Developing new providers

David F. Barrero <david DOT barrero AT rediris DOT es>

Introduction

In some cases you will need to use Searchy with some information support that Searchy cannot deal with, for example some data base, or you will want to implement some specific information retrieval algorithm. In those cases you will have to develop a custom provider.

Searchy has been designed to be quite flexible, and new providers may be easily developed. You will not need to deal with SOAP details and other nasty stuff, you will deal just with your algorithm, with your business logic and all the things you like to deal with (at least I hope you like them ;-)).
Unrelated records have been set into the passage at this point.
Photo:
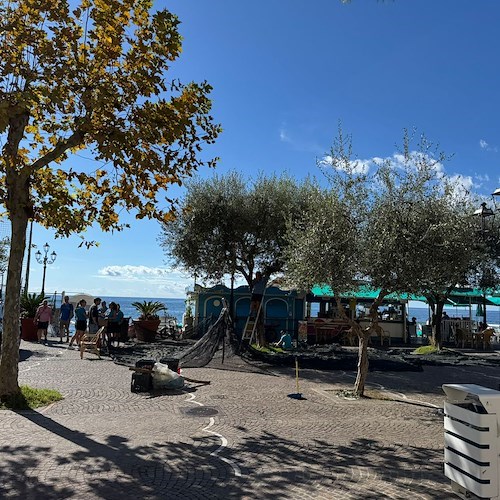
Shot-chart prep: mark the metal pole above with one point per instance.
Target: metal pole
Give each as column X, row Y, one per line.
column 43, row 279
column 28, row 260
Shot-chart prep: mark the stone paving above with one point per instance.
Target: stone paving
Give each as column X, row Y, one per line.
column 239, row 437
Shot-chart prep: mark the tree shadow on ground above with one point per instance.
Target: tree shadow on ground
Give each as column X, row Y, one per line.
column 272, row 466
column 24, row 354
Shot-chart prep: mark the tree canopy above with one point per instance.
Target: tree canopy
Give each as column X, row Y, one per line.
column 227, row 224
column 396, row 227
column 93, row 78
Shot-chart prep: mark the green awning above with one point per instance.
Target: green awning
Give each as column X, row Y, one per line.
column 363, row 293
column 494, row 300
column 459, row 296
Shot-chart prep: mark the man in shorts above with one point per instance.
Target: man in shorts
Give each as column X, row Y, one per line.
column 42, row 319
column 94, row 316
column 65, row 315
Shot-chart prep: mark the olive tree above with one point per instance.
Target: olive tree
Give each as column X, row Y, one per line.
column 382, row 227
column 92, row 78
column 228, row 225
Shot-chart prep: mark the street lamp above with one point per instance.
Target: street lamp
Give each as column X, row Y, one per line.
column 2, row 272
column 45, row 260
column 487, row 230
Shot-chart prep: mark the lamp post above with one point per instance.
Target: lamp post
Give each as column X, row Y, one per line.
column 488, row 232
column 45, row 260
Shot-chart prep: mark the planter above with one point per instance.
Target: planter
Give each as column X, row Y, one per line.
column 145, row 330
column 28, row 330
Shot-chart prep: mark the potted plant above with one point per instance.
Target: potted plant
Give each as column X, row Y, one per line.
column 149, row 320
column 187, row 317
column 29, row 304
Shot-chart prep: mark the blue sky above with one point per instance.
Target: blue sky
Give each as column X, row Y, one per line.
column 285, row 72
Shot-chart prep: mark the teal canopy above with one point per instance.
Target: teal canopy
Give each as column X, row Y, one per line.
column 363, row 293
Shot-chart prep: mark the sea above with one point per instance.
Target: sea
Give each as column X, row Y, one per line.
column 175, row 307
column 492, row 314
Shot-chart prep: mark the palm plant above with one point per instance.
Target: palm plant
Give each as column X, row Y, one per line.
column 149, row 309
A provider may perform any task you want, there is only one limitation: is receives a query encapsulated in a Dublin Core element (see the Quick Uses's Guide to see a complete list of DC elements) and it must return its results also in Dublin Core. Do not worry about it, this stuff is done in two or three lines of code. Well, actually another limitation is that it have to be implemented in Java, but I do not thing it is a great problem. In a future new providers may be implemented in Python and other languages with a Java wrapper.
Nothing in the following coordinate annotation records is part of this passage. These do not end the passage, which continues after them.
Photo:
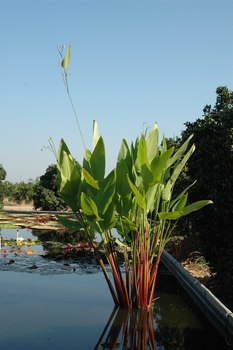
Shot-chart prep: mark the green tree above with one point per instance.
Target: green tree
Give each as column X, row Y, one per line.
column 23, row 191
column 2, row 178
column 46, row 195
column 212, row 165
column 8, row 189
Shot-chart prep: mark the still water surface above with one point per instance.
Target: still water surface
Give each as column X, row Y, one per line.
column 71, row 310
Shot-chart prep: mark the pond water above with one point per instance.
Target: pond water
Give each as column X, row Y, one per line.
column 56, row 308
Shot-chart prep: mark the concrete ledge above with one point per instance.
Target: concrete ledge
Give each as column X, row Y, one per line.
column 217, row 313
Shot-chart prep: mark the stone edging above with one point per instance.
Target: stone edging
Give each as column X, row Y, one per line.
column 217, row 313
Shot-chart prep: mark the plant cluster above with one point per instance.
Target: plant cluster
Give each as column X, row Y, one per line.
column 212, row 165
column 135, row 197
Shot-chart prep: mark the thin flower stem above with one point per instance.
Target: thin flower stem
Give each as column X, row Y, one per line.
column 76, row 117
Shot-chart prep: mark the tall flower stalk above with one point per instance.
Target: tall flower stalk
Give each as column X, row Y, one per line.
column 135, row 198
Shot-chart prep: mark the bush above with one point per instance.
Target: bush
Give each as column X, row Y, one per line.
column 46, row 195
column 212, row 166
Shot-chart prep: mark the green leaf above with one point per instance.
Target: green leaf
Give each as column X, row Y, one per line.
column 181, row 194
column 179, row 153
column 122, row 185
column 66, row 60
column 164, row 145
column 86, row 161
column 151, row 198
column 152, row 143
column 109, row 218
column 128, row 224
column 70, row 224
column 123, row 152
column 90, row 181
column 124, row 204
column 70, row 176
column 106, row 192
column 62, row 147
column 171, row 181
column 139, row 198
column 143, row 161
column 159, row 163
column 195, row 206
column 95, row 134
column 70, row 181
column 174, row 215
column 179, row 206
column 89, row 208
column 97, row 161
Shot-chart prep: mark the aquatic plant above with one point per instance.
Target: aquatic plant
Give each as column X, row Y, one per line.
column 135, row 197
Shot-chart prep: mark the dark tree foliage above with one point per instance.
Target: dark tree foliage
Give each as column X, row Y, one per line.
column 23, row 192
column 2, row 178
column 46, row 195
column 212, row 166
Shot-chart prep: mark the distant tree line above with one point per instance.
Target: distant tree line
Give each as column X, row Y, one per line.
column 42, row 192
column 211, row 165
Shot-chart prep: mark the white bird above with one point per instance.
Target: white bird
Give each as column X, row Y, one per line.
column 19, row 238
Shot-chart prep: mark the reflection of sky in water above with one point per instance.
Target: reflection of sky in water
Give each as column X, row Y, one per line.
column 12, row 233
column 70, row 311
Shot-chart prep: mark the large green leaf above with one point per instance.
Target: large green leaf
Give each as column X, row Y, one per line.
column 195, row 206
column 139, row 198
column 97, row 161
column 122, row 185
column 70, row 224
column 151, row 198
column 123, row 152
column 66, row 59
column 171, row 181
column 179, row 206
column 159, row 163
column 152, row 143
column 143, row 161
column 89, row 208
column 179, row 153
column 109, row 218
column 181, row 194
column 62, row 147
column 86, row 161
column 70, row 181
column 106, row 192
column 124, row 204
column 127, row 224
column 174, row 215
column 70, row 176
column 90, row 181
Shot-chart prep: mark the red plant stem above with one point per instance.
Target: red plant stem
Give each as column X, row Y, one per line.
column 144, row 329
column 119, row 286
column 126, row 294
column 155, row 268
column 151, row 330
column 110, row 286
column 115, row 299
column 140, row 280
column 127, row 271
A provider may access any information support, using any retrieval algorithm, using any technology. The range of potential applications is huge, just use your imagination!.

Let's go on...

The develop of a new provider is as easy as implement a Java interface, and a simple one.

A provider must perform at least two tasks, initialise itself with the config info given by the Searchy core, and attend queries. Those tasks are done thought the two methods in the Provider interface.

The provider will be created only one time when Searchy is starting, and Searchy will create as many instances of the provider as defined in the config file. Each time a request is received it launches the query in a thread, but you do not have to worry about it.

You can prepare your class to be a Searchy class with only four simple steps:

  1. Import the required classes and interface.

    import es.rediris.searchy.engine.map.*; 
    import es.rediris.searchy.dc.*;  
    import es.rediris.searchy.engine.provider.*;
  2. Implement in your class declaration the interface ``es.rediris.searchy.engine.provider.Provider''.
  3. Implement method

    public void setConfig(ProviderConfig)
    This method is called when Searchy initialises the providers and is used to set the configuration of the provider. All the provider init stuff should be placed here. If you prefere, it might also be placed in the class constructor, but you will not have the config info of agent.xml, so, we strongly suggest using setConfig instead of the constructor for initialisation stuff.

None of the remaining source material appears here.